ChaohsinChan commented 7 years ago

OK,thanks

ChaohsinChan commented 7 years ago

All the problems are solved by me, and now to the last step, but there was a mistake:

Exception in thread "main" java.lang.ClassCastException: com.thinkaurelius.titan.graphdb.types.VertexLabelVertex cannot be cast to com.thinkaurelius.titan.graphdb.internal.InternalRelationType at mizo.rdd.MizoRDD.lambda$loadRelationTypes$3(MizoRDD.java:146) at java.lang.Iterable.forEach(Iterable.java:75)

Would you give me some advice?

imri commented 7 years ago

Please send me your code On Wed, 14 Dec 2016 at 9:36 ChaohsinChan notifications@github.com wrote:

All the problems are solved by me, and now to the last step, but there was a mistake:

Exception in thread "main" java.lang.ClassCastException: com.thinkaurelius.titan.graphdb.types.VertexLabelVertex cannot be cast to com.thinkaurelius.titan.graphdb.internal.InternalRelationType at mizo.rdd.MizoRDD.lambda$loadRelationTypes$3(MizoRDD.java:146) at java.lang.Iterable.forEach(Iterable.java:75)

Would you give me some advice?

— You are receiving this because you commented.

Reply to this email directly, view it on GitHub https://github.com/imri/mizo/issues/1#issuecomment-266964060, or mute the thread https://github.com/notifications/unsubscribe-auth/ABPy_5DtwKfzfWdJCHt2fq0DF46VkT-Zks5rH5xsgaJpZM4LKZ6v .
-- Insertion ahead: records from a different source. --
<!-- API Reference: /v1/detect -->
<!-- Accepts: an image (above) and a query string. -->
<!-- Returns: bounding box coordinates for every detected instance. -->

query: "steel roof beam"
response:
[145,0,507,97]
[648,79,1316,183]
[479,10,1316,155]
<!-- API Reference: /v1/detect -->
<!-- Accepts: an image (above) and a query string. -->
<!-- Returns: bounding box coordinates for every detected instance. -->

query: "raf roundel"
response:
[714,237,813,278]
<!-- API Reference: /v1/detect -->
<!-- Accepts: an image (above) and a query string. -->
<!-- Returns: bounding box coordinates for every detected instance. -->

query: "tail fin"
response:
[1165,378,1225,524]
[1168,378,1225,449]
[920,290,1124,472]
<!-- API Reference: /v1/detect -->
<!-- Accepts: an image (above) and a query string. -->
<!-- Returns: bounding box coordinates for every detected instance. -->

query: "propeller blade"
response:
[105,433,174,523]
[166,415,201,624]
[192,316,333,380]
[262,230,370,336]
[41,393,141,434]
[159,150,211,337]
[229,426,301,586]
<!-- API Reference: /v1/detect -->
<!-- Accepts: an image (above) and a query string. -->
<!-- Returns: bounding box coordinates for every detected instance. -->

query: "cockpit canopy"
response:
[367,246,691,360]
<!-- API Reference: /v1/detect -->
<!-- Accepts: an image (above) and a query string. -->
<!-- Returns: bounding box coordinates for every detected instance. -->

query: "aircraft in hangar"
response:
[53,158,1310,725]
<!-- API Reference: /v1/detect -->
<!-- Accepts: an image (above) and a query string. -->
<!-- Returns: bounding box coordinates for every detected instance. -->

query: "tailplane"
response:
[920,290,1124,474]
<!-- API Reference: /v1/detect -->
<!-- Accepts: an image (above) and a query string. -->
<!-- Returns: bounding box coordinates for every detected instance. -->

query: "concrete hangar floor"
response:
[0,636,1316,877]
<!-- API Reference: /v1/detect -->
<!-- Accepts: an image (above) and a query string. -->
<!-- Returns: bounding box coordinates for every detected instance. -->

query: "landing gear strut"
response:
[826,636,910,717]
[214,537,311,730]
ChaohsinChan commented 7 years ago

public class MizoEdgesCounter { public static void main(String[] args) { System.setProperty("hadoop.home.dir", "C:\F盘\hadoop-2.6.0.tar\hadoop-2.6.0\hadoop-2.6.0"); SparkConf conf = new SparkConf() .setAppName("Mizo Edges Counter") .setMaster("local[1]") .set("spark.executor.memory", "4g") .set("spark.executor.cores", "1") .set("spark.rpc.askTimeout", "1000000") .set("spark.rpc.frameSize", "1000000") .set("spark.network.timeout", "1000000") .set("spark.rdd.compress", "true") .set("spark.core.connection.ack.wait.timeout", "6000") .set("spark.driver.maxResultSize", "100m") .set("spark.task.maxFailures", "20") .set("spark.shuffle.io.maxRetries", "20");

    SparkContext sc = new SparkContext(conf);

    long count = new MizoBuilder()
            .logConfigPath("C:\\ideapluin\\mizo-master\\mizo-master\\target\\test\\mizo-rdd\\log4j.properties")
            .titanConfigPath("C:\\ideapluin\\mizo-master\\mizo-master\\target\\test\\mizo-rdd\\titan-graph.properties")
            .regionDirectoriesPath("hdfs://hlg-3p163-wangyongzhi:8020/apps/hbase/data/data/default/titandb6/8f68e1d6f9d35a4683e1a4c264cd669f/e")
            .parseInEdges(v -> false)
            .edgesRDD(sc)
            .toJavaRDD()
            .count();

    System.out.println("Edges count is: " + count);
}

}

ChaohsinChan commented 7 years ago

I did not modify your code. This error occured here: ` protected static HashMap<Long, InternalRelationType> loadRelationTypes(String titanConfigPath) { TitanGraph g = TitanFactory.open(titanConfigPath); StandardTitanTx tx = (StandardTitanTx)g.newTransaction();

    HashMap<Long, InternalRelationType> relations = Maps.newHashMap();

    tx.query()
            .has(BaseKey.SchemaCategory, Contain.IN, Lists.newArrayList(TitanSchemaCategory.values()))
            .vertices()
            .forEach(v -> relations.put(v.longId(), new MizoTitanRelationType((InternalRelationType)v)));

    g.close();

    return relations;
}`
imri commented 7 years ago

On MizoRDD loadRelationTypes, change the forEach to:

.foraEach(v -> { if (v instanceof InternalRelationType) { relation.put(...) } }); On Wed, 14 Dec 2016 at 9:40 ChaohsinChan notifications@github.com wrote:

I did not modify your code. ` protected static HashMap<Long, InternalRelationType> loadRelationTypes(String titanConfigPath) { TitanGraph g = TitanFactory.open(titanConfigPath); StandardTitanTx tx = (StandardTitanTx)g.newTransaction();

HashMap<Long, InternalRelationType> relations = Maps.newHashMap();

tx.query()
        .has(BaseKey.SchemaCategory, Contain.IN, Lists.newArrayList(TitanSchemaCategory.values()))
        .vertices()
        .forEach(v -> relations.put(v.longId(), new MizoTitanRelationType((InternalRelationType)v)));

g.close();

return relations;

}`

— You are receiving this because you commented.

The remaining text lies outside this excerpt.